A stronger Dollar off the back of Trump’s protectionist policies, and threat of retaliation from China, may be seen as somewhat of a contradiction, particularly given China accounts for around 10% of the US’s overall export revenue. Investors did, however, take on the general view that Trump’s trade policies, including the threat of a blanket tariff on all Chinese imports, would likely have less of an impact on the US economy than those of its major trading partners. The US economy is largely domestically driven, while many of its trading partners are far more heavily reliant on external demand. These countries, particularly those of emerging markets, would therefore take a greater economic hit from lower demand from the US than vice versa.
Financial markets also took on the view that the imposition of Trump’s tariffs should, in theory, narrow the US’s sizable trade deficit, ceteris paribus. The added tax on imports from abroad would theoretically lower demand among Americans for the subsequently more expensive overseas goods and, in turn, lower the country’s currently hefty trade deficit. With announcements fairly light on the ground during the typically quiet August trading month, we expect developments on this front to continue to dominate currency trading in the next few weeks.

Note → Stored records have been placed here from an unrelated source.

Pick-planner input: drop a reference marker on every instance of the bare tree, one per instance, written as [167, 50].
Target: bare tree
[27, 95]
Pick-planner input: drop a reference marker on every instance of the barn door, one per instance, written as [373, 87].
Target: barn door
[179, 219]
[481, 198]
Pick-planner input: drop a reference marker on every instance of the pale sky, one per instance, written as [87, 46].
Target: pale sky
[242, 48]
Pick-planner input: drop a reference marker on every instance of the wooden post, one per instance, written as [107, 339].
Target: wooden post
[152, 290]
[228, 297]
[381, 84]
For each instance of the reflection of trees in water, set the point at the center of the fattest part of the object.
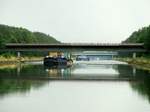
(26, 70)
(8, 86)
(142, 87)
(131, 72)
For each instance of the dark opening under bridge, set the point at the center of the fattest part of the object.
(71, 47)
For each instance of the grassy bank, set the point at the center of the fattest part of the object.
(142, 62)
(13, 59)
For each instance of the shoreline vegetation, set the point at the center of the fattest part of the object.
(139, 62)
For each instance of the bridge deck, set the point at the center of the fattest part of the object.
(76, 46)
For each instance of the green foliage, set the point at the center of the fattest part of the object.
(140, 36)
(20, 35)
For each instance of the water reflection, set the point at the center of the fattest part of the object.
(77, 71)
(17, 80)
(10, 86)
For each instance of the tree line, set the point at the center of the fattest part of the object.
(140, 36)
(9, 34)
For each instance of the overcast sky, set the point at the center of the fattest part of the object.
(100, 21)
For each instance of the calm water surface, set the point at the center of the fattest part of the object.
(31, 87)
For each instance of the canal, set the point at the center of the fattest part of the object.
(100, 86)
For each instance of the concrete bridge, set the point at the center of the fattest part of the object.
(77, 47)
(138, 47)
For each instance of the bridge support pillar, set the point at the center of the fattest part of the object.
(134, 71)
(134, 55)
(19, 56)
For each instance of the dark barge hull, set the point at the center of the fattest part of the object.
(51, 61)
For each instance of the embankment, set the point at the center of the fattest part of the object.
(142, 62)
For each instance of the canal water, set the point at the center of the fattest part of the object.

Geopolitical tensions sap risk appetite, UK GDP data out today
During currency trading this morning, the Dollar rose against both the Euro and the Pound following a drop in risk appetite. Investors fled to the greenback and Yen amid growing trade concerns and increasing tensions between the US and Russia, the former of which threatened fresh sanctions earlier in the week. We also saw a violent sell-off in the Turkish Lira, which sank by around 10% at one stage to a fresh record low amid a escalating diplomatic rift between Turkey and the US.
Attention will now turn to this afternoon’s US inflation data. Economists are eyeing a modest increase in the monthly figure to 0.2% from 0.1% and to 3% year-on-year from June 2.9%. A confirmation of this would cause investors to ramp up their expectations for another Federal Reserve interest rate hike in September.
Sterling should also be in focus today with the release of preliminary second quarter GDP data. UK GDP numbers don’t tend to have too much of an impact on the Pound unless there is a big surprise, given that it is a lagged indicator. Having said that, with GBP under a great deal of Brexit induced selling pressure at the moment, even a modest downward surprise (0.3% vs the 0.4% expected), would probably lead to another sell-off in the UK currency.